If the airport nearby to where you’re planning to fly your drone is not yet included in the LAANC list, you’ll have request permission through a more old-fashioned method: via the FAA DroneZone portal. If you are a commercial drone pilot, what you will be requesting is basically a Part 107 waiver for flight in controlled airspace.
As we have described in our article on how to apply a Part 107 waiver, getting your waiver request approved can be a very long and process. You’ll need to provide a descriptive title for your planned activity, specify who the pilot in command will be, and describe the anticipated risks of your operations and how you plan to mitigate them. There are no hard and fast rules to the level of detail you could include in your waiver application. We recommend going over the FAA’s guide questions for best results.
The biggest disadvantage of applying for airspace authorization via the DroneZone website is that it could take up to 90 days for your application to be approved. During this period, the FAA may get in touch with you if they need to clarify some of the details in your application. However, the 90-day period is not guaranteed. We have heard of drone pilots getting their applications approved up to 5 months after filing.
You might be able to hasten the approval process by crafting a really detailed application, but approval is far from “instant.” This can be problematic for commercial drone pilots who will need a huge lead time before they can execute a planned paid drone gig.
The LAANC was welcomed in open arms when it was first launched by the FAA. By greatly shortening the approval process for flying in controlled airspace, LAANC was a great help for commercial drone operators who did not have the luxury of several weeks to pull off paid drone gigs.
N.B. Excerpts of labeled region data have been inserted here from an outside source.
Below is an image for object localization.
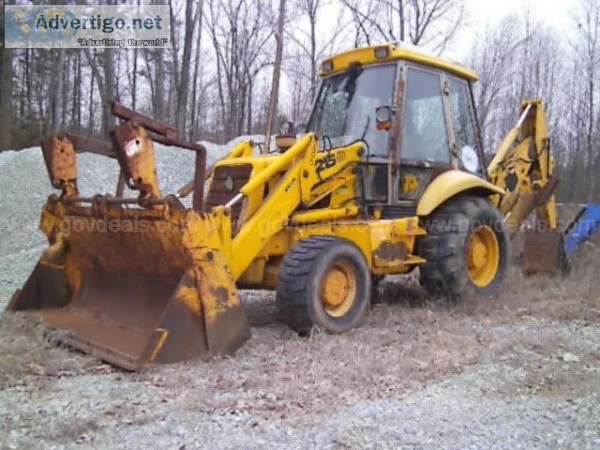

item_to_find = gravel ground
[0,146,600,449]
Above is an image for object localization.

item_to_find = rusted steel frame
[110,102,179,139]
[146,135,206,211]
[111,102,206,211]
[67,133,117,158]
[40,136,79,198]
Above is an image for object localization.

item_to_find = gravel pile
[0,139,600,449]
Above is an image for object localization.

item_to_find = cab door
[392,65,454,207]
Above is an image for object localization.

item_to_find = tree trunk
[263,0,285,153]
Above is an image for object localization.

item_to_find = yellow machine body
[8,45,556,370]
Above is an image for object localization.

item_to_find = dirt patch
[0,313,112,389]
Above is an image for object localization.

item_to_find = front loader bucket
[8,206,250,370]
[523,231,569,275]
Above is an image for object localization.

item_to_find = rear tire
[276,236,371,335]
[419,196,509,300]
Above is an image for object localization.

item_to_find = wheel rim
[467,225,500,288]
[321,262,357,318]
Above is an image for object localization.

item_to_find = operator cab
[307,45,485,218]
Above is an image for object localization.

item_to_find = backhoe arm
[488,99,558,237]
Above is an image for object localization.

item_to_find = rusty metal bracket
[110,102,179,139]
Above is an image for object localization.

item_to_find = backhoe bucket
[523,231,569,275]
[8,206,250,370]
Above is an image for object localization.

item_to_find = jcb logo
[315,153,336,174]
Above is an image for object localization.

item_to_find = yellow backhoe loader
[8,45,560,370]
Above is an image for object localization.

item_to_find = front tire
[420,196,509,300]
[276,236,371,334]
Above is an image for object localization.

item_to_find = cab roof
[319,44,478,81]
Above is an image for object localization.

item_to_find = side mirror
[375,106,394,131]
[279,120,295,134]
[296,123,308,134]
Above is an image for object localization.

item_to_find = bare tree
[264,0,285,153]
[574,0,600,202]
[341,0,465,53]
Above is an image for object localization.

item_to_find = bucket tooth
[8,210,250,370]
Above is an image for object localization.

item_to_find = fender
[417,170,504,216]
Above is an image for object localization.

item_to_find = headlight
[460,145,479,172]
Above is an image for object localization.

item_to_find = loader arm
[487,99,558,237]
[226,134,364,280]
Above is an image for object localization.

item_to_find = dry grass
[0,313,108,389]
[0,232,600,423]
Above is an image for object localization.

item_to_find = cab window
[450,78,481,173]
[400,68,450,163]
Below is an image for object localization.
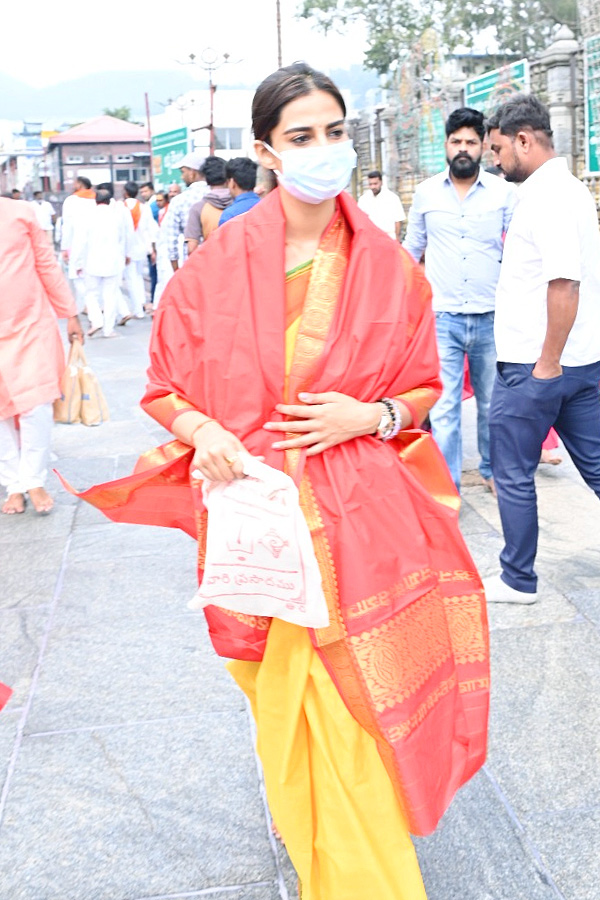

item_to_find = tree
[299,0,578,73]
[103,106,131,122]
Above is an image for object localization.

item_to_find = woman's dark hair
[252,62,346,141]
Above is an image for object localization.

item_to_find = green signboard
[152,128,189,188]
[419,102,446,175]
[465,59,529,115]
[585,34,600,175]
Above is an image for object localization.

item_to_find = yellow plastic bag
[54,341,82,425]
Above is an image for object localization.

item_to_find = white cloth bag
[188,453,329,628]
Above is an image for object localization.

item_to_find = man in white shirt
[123,181,158,319]
[404,106,514,493]
[60,175,96,312]
[484,95,600,603]
[358,169,406,241]
[71,190,133,337]
[32,191,56,247]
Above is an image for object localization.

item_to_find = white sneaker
[483,575,537,603]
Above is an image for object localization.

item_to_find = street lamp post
[182,47,241,156]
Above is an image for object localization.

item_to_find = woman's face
[255,91,348,169]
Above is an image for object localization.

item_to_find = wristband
[190,419,217,447]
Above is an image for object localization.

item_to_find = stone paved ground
[0,320,600,900]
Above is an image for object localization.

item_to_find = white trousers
[85,275,122,335]
[125,259,146,319]
[0,403,54,494]
[69,275,85,313]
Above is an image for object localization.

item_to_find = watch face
[377,410,393,437]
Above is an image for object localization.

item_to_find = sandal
[27,488,54,516]
[2,493,25,516]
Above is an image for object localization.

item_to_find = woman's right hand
[190,422,247,481]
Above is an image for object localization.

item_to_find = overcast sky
[7,0,364,87]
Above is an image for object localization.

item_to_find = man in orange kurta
[0,199,83,514]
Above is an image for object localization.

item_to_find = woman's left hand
[263,391,382,456]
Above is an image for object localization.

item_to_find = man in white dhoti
[71,190,133,337]
[123,181,158,319]
[60,175,96,312]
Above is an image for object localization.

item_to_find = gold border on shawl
[300,472,410,822]
[285,212,352,478]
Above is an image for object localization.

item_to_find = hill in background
[0,65,378,127]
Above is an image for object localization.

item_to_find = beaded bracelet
[190,419,216,447]
[388,400,402,441]
[378,397,397,441]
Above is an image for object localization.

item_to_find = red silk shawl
[64,191,489,834]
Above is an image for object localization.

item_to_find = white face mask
[263,140,356,204]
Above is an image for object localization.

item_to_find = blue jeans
[490,362,600,594]
[429,312,496,490]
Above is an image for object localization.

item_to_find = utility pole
[181,47,241,156]
[275,0,283,69]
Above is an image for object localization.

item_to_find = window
[215,128,242,150]
[115,169,149,184]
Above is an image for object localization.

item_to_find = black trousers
[490,362,600,593]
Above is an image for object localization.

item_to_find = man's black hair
[487,94,552,146]
[200,156,227,187]
[225,156,258,191]
[446,106,485,141]
[96,181,115,200]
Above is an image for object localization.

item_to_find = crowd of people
[0,63,600,900]
[53,153,259,337]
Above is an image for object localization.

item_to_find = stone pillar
[539,25,579,171]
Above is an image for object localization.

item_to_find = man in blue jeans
[404,108,514,500]
[484,95,600,603]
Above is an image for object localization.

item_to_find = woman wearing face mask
[74,63,489,900]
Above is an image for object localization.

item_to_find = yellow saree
[228,223,426,900]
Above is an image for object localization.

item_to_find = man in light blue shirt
[404,107,515,493]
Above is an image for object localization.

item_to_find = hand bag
[54,341,109,425]
[54,341,81,425]
[188,453,329,628]
[79,347,109,425]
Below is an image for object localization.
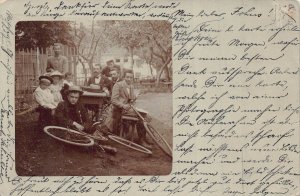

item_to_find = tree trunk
[156,57,172,86]
[128,47,134,70]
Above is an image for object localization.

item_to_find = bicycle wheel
[108,135,152,154]
[44,126,95,147]
[144,122,172,157]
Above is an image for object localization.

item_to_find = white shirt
[33,87,57,109]
[49,84,63,104]
[95,76,101,84]
[63,80,74,86]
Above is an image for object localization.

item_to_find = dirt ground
[16,93,172,176]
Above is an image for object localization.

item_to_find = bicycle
[130,104,172,157]
[44,123,152,155]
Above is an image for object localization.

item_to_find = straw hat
[68,85,83,95]
[50,70,64,78]
[39,76,53,84]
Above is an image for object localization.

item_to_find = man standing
[105,70,152,149]
[87,67,111,95]
[54,86,93,133]
[108,68,121,93]
[102,60,121,77]
[54,86,117,154]
[46,43,68,74]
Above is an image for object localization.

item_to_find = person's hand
[123,104,130,110]
[73,121,84,131]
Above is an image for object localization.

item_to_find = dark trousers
[112,107,146,139]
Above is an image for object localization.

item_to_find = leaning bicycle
[44,123,152,155]
[130,104,172,157]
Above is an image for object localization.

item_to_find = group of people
[33,45,152,148]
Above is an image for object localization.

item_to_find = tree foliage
[102,21,172,81]
[15,21,73,49]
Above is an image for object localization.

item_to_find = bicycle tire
[108,135,152,154]
[44,126,95,147]
[144,122,172,157]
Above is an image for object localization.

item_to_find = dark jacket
[87,75,112,91]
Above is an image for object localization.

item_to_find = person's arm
[111,83,126,108]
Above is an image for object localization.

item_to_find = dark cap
[68,85,83,95]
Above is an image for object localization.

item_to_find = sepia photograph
[15,20,173,176]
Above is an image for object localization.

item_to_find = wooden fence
[15,46,78,95]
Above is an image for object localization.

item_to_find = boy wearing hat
[49,71,63,104]
[87,67,111,95]
[54,86,92,132]
[33,76,57,128]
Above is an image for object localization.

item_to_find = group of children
[33,70,73,128]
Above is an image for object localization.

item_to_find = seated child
[33,76,57,128]
[63,72,74,86]
[60,72,74,100]
[49,71,63,104]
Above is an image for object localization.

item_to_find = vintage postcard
[0,0,300,196]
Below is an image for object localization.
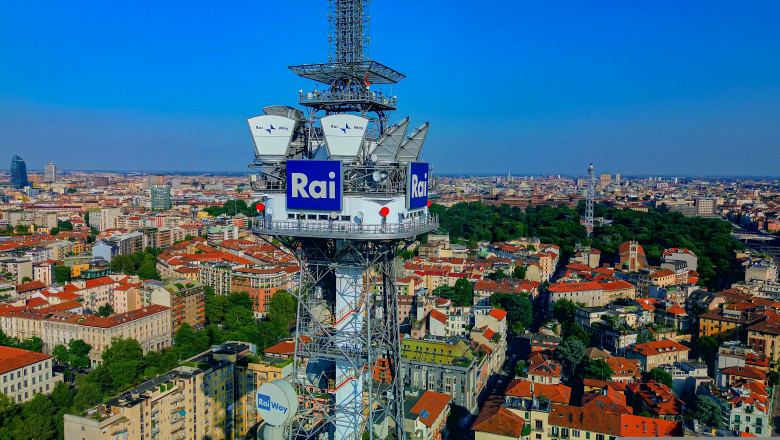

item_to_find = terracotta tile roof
[720,365,766,380]
[618,241,645,255]
[431,309,447,324]
[0,304,169,328]
[506,379,571,404]
[650,269,674,278]
[628,339,690,356]
[27,296,49,308]
[620,414,683,437]
[547,281,602,292]
[489,307,506,321]
[471,399,525,439]
[582,377,626,392]
[16,280,46,293]
[548,404,620,436]
[582,386,634,414]
[409,391,452,427]
[0,346,52,374]
[84,277,116,289]
[748,319,780,335]
[636,298,656,310]
[605,356,642,377]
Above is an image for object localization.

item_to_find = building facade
[0,347,62,403]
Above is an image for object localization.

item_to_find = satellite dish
[371,170,389,182]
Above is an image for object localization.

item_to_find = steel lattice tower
[249,0,438,440]
[585,164,596,237]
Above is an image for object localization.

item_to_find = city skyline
[0,2,780,176]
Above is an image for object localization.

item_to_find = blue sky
[0,0,780,175]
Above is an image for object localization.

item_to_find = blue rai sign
[406,162,428,209]
[287,160,343,211]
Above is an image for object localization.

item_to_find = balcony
[299,90,397,110]
[252,215,439,240]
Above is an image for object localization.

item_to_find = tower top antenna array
[248,0,438,440]
[290,0,405,132]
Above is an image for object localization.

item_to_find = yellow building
[699,306,757,340]
[234,354,293,435]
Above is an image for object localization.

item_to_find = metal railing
[252,215,439,236]
[299,90,397,108]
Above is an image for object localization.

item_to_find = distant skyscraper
[43,162,57,183]
[151,185,171,211]
[11,154,30,189]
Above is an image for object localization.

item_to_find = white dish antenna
[396,122,430,162]
[371,117,409,163]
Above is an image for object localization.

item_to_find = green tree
[68,339,92,368]
[582,359,612,380]
[551,299,580,323]
[13,393,57,440]
[51,382,74,409]
[515,360,528,377]
[51,344,70,365]
[555,338,586,377]
[19,336,43,353]
[562,322,590,346]
[693,395,724,429]
[100,338,144,393]
[53,265,70,284]
[0,330,19,347]
[649,367,672,388]
[95,303,114,318]
[173,322,210,359]
[73,380,103,411]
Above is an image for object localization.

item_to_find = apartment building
[404,391,452,440]
[0,304,171,366]
[625,339,691,371]
[231,266,298,318]
[0,347,62,403]
[198,261,244,295]
[401,339,489,414]
[150,280,206,335]
[64,342,292,440]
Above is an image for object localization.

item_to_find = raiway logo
[406,162,428,209]
[257,394,287,414]
[287,160,342,211]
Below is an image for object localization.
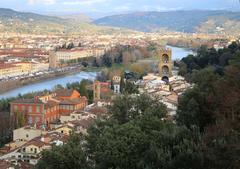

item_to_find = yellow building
[158,49,173,80]
[55,125,73,135]
[0,62,32,79]
[0,63,22,79]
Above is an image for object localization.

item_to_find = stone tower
[112,76,121,94]
[158,48,173,80]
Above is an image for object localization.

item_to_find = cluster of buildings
[0,89,107,168]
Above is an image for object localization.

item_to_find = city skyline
[0,0,240,17]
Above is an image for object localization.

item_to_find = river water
[0,46,193,99]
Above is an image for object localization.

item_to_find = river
[0,72,97,99]
[0,46,193,99]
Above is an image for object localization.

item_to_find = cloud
[62,0,107,5]
[28,0,56,5]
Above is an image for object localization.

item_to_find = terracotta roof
[56,89,74,97]
[11,98,43,104]
[0,160,11,169]
[71,118,95,129]
[60,97,86,105]
[88,107,107,116]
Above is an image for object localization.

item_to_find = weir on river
[0,46,192,99]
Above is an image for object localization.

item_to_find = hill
[0,8,135,34]
[94,10,240,33]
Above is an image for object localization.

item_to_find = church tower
[93,81,101,101]
[158,48,173,81]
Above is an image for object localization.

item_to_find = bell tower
[158,48,173,81]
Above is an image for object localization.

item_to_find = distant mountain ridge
[0,8,133,34]
[94,10,240,33]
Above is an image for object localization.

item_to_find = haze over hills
[0,8,240,34]
[0,8,134,34]
[94,10,240,33]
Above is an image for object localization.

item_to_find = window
[35,117,40,123]
[22,106,26,112]
[28,116,32,124]
[36,106,40,113]
[14,105,18,112]
[28,106,32,113]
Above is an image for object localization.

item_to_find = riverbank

With around a million drones already registered and a continuously increasing trend, hardly anyone can argue that some oversight by the FAA has already become necessary. Restrictions are hardly even welcomed, naturally. However, we are glad to see that the FAA is going the smart route by leveraging modern technology to make it easier for drone pilots to comply with flight restrictions.
Right now, recreational pilots are still excluded from the LAANC system. The FAA has promised to include them under the LAANC approval process, though, and this feature should be coming up in a matter of days or weeks. At the end of the day, airspace safety is a responsibility that we all share.